I had to reprove myself to the SRA with new business plans and forecasting etc, as if forming a new law firm from scratch – even under its streamlined conversion procedure.

Shortly after, my assistant solicitor became a non-share-owning director.

The Conveyancing Association

I was invited to join the Conveyancing Association (CA), which I did in January 2017 after the previous year attending various events and presentations.

My new ‘elevator pitch’ is that the association is made up of the top 75 conveyancing firms in England and Wales and… Clutton Cox.

Many of the members of the CA are ABSs and regulated by the Council for Licensed Conveyancers.
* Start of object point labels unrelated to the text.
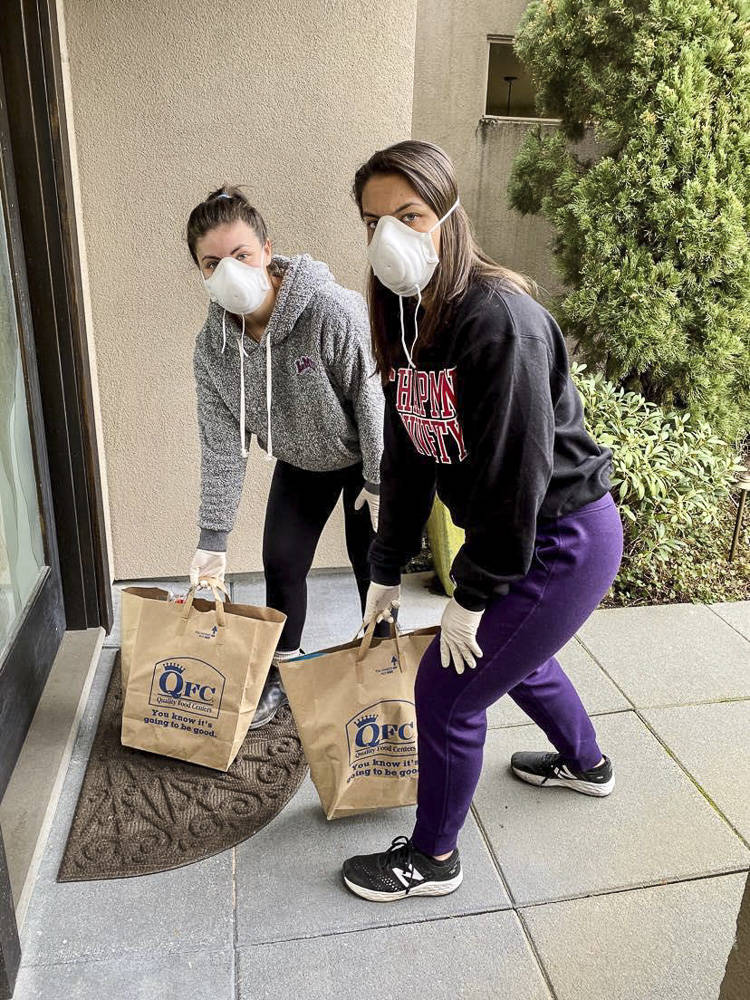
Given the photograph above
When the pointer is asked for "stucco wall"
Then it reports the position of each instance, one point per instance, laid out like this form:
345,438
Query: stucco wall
170,100
450,87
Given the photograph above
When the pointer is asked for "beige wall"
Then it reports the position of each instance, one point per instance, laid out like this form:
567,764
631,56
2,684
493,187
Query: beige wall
450,86
169,100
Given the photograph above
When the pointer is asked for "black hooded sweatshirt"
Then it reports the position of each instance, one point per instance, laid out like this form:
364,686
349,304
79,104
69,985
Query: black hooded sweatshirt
491,419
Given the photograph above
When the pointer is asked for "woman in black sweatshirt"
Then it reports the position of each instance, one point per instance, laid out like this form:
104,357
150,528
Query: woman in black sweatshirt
480,407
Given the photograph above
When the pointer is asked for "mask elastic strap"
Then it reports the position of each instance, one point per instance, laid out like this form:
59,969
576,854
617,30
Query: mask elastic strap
269,391
449,212
407,352
241,345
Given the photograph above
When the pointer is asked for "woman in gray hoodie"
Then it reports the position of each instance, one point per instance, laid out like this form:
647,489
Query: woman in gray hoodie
284,354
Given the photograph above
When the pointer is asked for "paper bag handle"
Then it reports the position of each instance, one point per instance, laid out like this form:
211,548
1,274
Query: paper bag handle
216,586
367,638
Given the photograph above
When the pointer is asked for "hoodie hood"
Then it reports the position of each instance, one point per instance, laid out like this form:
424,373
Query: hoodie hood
302,278
316,406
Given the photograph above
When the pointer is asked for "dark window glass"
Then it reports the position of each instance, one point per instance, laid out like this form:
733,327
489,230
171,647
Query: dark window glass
509,90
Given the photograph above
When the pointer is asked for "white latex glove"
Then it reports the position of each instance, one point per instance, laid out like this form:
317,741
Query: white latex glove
373,502
458,636
205,564
380,601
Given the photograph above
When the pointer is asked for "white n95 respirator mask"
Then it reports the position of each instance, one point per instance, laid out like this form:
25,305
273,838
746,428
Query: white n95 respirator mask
239,288
401,258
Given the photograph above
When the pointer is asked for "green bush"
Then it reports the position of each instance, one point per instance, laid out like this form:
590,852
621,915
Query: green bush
672,481
651,230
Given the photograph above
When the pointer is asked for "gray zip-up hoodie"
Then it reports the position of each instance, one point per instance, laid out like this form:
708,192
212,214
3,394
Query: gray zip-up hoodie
325,402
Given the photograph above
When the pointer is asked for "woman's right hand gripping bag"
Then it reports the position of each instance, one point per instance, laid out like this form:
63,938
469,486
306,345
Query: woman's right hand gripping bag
354,710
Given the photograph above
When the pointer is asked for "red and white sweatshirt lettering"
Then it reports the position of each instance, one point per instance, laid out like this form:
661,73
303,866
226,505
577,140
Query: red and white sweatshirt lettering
491,420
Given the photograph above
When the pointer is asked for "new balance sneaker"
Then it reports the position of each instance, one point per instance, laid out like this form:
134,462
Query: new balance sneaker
272,698
401,871
550,769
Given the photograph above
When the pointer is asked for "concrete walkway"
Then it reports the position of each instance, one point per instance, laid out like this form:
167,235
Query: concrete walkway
566,897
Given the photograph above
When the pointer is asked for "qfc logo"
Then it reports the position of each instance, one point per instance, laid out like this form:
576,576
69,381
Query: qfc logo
189,684
386,728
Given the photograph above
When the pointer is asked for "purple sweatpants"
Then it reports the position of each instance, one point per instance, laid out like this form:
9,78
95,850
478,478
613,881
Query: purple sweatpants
576,558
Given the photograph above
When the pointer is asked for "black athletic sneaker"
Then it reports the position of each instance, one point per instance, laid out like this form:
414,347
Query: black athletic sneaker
401,871
272,698
550,769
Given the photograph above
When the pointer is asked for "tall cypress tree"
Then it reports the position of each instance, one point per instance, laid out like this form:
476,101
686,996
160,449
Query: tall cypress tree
652,234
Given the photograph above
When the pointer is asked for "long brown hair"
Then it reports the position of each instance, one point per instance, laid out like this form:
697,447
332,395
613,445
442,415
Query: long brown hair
429,170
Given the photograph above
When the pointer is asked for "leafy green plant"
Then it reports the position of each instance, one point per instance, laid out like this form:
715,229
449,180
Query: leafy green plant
673,481
652,231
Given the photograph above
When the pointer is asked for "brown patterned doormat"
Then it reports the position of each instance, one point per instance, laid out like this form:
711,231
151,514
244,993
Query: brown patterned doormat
139,813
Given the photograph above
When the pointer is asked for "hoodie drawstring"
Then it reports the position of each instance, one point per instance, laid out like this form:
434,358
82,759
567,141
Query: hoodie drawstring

Much of the conveyancing innovation comes from ABSs with the guidance and support of a more commercially aware specialist regulator.

Speaking to other solicitors in the CA, many felt they would benefit from a transfer of regulator to the CLC. They thought the SRA had an extraordinary job on its hands regulating ‘magic circle’ firms as well as the smallest of the small sole practitioners, and both ends of the profession felt the other was being favoured.

The only reason for not changing to another regulator (and it was a huge obstacle) was the payment of six years’ run-off cover for the privilege. Not commercially viable for us.

SRA rule change

The SRA rules changed on 1 October 2017 to make moving from one regulator to another less of financial burden by removing the obligation to have run-off cover in place.

ABS and CLC

I sat next to Stephen Ward, director of strategy and external relations for the CLC, at the LFS Conveyancing Conference in September 2017, which reinforced my ideas and I started exploratory talks about the process with the CLC last November. We started the actual process in earnest in April of this year.

We found the process to be straight-forward and we’re helped very supportively by the CLC throughout the process. The SRA was also very efficient in making the transfer happen on time.

Clutton Cox is now an ABS with four directors: two legally qualified – myself and Sarah Howe – and two non-lawyers, our finance director Kim Rudge and head of sales and people Lou Elliott.

I feel we now have the corporate structure and a forward-looking specialist regulator to help and guide us to thrive in the new legal landscape.

It’s been a journey of some eight years and timing has been fortuitous. I sense we will not be the only conveyancing firm to make the change.

Competition is promoted among law firms it is only fair that competition among regulators is as well.